The most onerous of the new requirements are mandated reserve fund contributions, a 15 percent limit on condo fees delinquencies, and the specification that the condominium itself obtain FHA approval—this resulting in reams of additional paperwork for community associations. The new requirements aren’t mandatory, but they do affect the ability of owners to sell their units. FHA-backed loans have taken over the lion’s share in some markets because they allow modest 3.5 percent down payments, making them the only option for many first-time buyers and others without a lot of cash on hand.

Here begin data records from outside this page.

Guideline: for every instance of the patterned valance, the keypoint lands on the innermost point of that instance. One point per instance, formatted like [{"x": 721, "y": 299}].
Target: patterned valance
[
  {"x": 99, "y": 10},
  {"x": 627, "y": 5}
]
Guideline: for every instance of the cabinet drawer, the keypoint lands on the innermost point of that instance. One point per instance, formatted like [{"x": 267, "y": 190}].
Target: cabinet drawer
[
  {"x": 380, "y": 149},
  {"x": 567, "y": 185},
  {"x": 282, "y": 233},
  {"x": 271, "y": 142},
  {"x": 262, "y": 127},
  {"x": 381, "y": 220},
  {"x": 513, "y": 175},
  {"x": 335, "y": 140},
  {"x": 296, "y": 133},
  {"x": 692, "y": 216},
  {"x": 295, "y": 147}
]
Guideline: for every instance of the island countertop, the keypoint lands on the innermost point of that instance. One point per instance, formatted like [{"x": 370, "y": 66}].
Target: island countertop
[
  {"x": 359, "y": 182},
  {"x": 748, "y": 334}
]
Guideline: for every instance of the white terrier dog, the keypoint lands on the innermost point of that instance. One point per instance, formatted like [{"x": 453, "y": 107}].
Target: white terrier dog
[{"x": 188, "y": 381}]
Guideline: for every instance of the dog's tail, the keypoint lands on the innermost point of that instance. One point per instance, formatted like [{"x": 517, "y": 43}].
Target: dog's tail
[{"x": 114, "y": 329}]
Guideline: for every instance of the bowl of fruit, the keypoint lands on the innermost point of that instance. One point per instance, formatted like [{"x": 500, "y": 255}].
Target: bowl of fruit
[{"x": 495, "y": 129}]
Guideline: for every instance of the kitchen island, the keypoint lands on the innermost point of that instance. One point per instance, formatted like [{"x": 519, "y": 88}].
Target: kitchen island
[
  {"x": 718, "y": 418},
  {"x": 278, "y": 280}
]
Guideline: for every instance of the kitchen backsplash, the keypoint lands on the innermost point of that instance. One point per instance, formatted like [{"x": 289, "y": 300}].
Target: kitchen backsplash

Condos that don’t seek FHA-approval under the new guidelines could find themselves losing property values and community support, warned White Plains-based National Condo Advisors CEO Orest Tomaselli at The New Jersey Cooperator's annual Condo, HOA & Co-op Expo earlier this spring. “If there is no financing [for condo sales]," says Tomaselli, whose firm helps condos achieve FHA approval. "People start paying their maintenance [fees] late. People stop caring about the development because they can’t refinance. They can’t get out, they can’t sell their units, nobody can buy. It’s a problem."
The details of the new FHA guidelines were announced in February of this year, says Ray Lamberti Jr., a home mortgage representative with Wells Fargo. The changes were initiated as a means of addressing the increased risk in the housing market and strengthening the FHA's capital reserves, thus improving their financial position and ensuring their long-term ability to guarantee affordable mortgages.
"Under the new guidelines, mortgage insurance premiums (MIP) increased from 1.75 percent to 2.25 percent of the loan amount," he says. "In addition, there was a reduction of the allowable amount of seller concessions to the buyer from six percent to three percent. In the past, sellers could offer up to six percent of the home's closing cost to the buyer as an incentive if the buyer used an FHA mortgage; now, the allowable concession is only three percent of the closing cost."